The rupee on Tuesday opened 11 paise higher at 69.15 against the US dollar amid weak global cues and fall in crude oil prices.
The domestic unit on Monday appreciated by another 44 paise to close at 69.26 in line with a strong rally in domestic equities amid hopes of a rate cut by the Reserve Bank of India (RBI). It was the second straight session of gain for the domestic currency, during which it has strengthened by 58 paise.
"Falling crude oil and slowing economic growth boosted speculations of monetary easing by the Reserve Bank of India (RBI) in its next bi-monthly policy.
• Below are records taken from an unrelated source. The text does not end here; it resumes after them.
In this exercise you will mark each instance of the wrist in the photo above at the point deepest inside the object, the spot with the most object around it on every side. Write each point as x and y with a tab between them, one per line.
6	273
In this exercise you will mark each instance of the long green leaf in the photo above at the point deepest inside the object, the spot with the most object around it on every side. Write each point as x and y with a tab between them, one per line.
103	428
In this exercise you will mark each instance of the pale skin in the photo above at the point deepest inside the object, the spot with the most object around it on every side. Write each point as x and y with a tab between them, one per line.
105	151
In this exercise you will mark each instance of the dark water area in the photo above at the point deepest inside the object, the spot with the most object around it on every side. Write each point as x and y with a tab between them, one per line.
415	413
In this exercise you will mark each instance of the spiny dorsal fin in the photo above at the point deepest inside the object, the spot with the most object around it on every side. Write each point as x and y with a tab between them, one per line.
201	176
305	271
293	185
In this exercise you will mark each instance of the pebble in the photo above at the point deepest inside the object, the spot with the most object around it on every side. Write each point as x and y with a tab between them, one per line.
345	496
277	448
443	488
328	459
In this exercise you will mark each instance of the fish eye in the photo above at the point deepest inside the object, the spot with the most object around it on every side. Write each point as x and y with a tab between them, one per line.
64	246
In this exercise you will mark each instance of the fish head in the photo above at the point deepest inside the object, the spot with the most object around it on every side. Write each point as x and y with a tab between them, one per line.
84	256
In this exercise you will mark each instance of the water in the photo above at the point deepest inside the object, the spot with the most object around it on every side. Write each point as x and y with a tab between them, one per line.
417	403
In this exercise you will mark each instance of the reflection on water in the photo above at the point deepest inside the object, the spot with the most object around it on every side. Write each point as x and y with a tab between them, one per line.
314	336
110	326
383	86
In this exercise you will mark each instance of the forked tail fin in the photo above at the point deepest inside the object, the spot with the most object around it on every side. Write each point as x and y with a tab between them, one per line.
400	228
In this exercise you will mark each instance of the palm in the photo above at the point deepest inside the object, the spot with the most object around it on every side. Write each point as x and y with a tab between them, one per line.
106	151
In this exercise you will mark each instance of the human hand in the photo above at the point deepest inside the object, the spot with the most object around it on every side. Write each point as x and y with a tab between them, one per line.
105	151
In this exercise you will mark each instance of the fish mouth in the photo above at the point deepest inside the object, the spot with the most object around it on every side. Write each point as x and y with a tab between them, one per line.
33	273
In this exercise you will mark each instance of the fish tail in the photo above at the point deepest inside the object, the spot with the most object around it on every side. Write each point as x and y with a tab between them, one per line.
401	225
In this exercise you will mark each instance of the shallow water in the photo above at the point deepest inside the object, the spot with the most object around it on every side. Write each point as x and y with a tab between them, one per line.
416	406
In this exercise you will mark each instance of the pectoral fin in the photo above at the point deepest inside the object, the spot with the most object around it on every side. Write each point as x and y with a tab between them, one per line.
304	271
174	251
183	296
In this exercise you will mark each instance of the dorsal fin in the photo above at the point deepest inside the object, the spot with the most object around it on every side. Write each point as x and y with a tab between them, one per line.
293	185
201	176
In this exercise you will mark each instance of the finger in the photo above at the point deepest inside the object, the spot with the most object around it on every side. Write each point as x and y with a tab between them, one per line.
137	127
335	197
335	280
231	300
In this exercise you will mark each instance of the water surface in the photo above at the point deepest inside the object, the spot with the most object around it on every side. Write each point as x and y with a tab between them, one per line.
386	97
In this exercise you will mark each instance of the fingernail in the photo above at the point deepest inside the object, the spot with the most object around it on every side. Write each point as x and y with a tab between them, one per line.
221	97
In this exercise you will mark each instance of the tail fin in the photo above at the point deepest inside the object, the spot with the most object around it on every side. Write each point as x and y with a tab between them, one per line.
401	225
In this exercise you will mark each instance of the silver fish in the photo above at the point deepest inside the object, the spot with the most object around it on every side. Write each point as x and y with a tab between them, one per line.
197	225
Market is already pricing 25 bps cut interest rate and surplus liquidity conditions after majority government at the Centre," said V K Sharma, Head PCG & Capital Markets Strategy, HDFC Securities.
News agency Bloomberg on June 3, quoting analysts, reported that the Indian rupee could be set to gain as Prime Minister Narendra Modi’s sweeping election victory boosts foreign inflows. However, that may present a dilemma for the RBI.
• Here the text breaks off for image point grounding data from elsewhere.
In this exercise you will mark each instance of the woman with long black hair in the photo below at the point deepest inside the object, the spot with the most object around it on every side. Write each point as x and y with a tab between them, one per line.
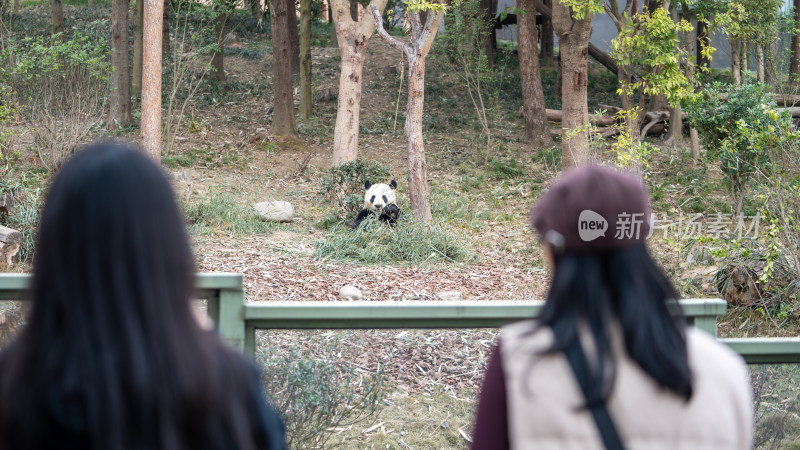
611	362
112	357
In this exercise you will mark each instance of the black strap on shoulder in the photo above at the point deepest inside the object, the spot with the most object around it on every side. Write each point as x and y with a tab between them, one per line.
580	367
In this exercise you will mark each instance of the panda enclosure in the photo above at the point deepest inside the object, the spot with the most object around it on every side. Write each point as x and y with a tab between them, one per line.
224	159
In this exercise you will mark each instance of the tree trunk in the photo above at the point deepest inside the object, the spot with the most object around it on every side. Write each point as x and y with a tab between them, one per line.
744	58
573	39
547	38
57	16
165	46
255	9
305	59
628	104
794	63
136	82
488	18
736	64
345	134
333	41
217	72
559	74
283	103
120	114
537	132
353	38
294	37
417	166
770	60
702	42
153	15
416	51
760	74
600	56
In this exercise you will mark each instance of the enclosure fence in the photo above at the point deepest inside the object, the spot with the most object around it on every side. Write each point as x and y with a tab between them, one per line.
238	321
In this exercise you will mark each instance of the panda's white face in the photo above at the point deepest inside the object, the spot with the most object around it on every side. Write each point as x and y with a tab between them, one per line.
379	195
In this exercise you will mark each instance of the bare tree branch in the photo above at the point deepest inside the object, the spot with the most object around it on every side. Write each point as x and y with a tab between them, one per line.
396	43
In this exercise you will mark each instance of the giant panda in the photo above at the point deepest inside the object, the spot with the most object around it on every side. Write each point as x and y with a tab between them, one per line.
379	198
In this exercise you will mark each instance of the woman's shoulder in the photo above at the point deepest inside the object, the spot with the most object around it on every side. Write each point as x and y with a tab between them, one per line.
528	336
715	366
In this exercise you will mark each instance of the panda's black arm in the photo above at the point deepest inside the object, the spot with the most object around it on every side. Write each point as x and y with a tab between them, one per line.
360	218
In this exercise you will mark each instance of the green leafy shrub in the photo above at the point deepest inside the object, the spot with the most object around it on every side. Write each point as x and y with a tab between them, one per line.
61	85
343	185
23	216
731	121
315	396
410	241
8	112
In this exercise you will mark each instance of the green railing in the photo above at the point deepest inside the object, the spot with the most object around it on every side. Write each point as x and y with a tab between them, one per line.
237	321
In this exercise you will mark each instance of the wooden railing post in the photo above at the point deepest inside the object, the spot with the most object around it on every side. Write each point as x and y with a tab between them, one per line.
231	324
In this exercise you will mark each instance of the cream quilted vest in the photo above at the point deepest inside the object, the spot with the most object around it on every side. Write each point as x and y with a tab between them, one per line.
544	399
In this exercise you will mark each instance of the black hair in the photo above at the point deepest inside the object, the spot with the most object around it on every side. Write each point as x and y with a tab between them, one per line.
112	356
624	285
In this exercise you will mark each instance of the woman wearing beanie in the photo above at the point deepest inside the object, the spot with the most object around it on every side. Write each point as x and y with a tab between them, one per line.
611	362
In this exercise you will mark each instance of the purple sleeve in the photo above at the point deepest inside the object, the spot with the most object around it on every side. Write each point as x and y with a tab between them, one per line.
491	424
The rupee is emerging Asia’s top performer in the past three months, thanks to the gush of foreign cash. With inflows poised to accelerate after the election result, the Reserve Bank of India may have to rein in the currency or risk making the nation’s exports less competitive as rival currencies weaken, the report added.
On Monday, foreign investors (FIIs/FPIs) infused a total of Rs 3,068.88 crore in the Indian capital market while domestic investors (DIIs) emerged as the net sellers to the tune of Rs 462.69 crore.
On the global front, Asian shares fell on Tuesday, following a volatile Wall Street session as weak economic indicators and an intensifying Sino-US trade war inflamed concerns about global growth, supporting safe-haven assets such as bonds, Reuters reported.
In the commodities market, Brent crude futures were at $61.06 at 7:30 am. That was 22 cents, or 0.4 per cent, below last session’s close.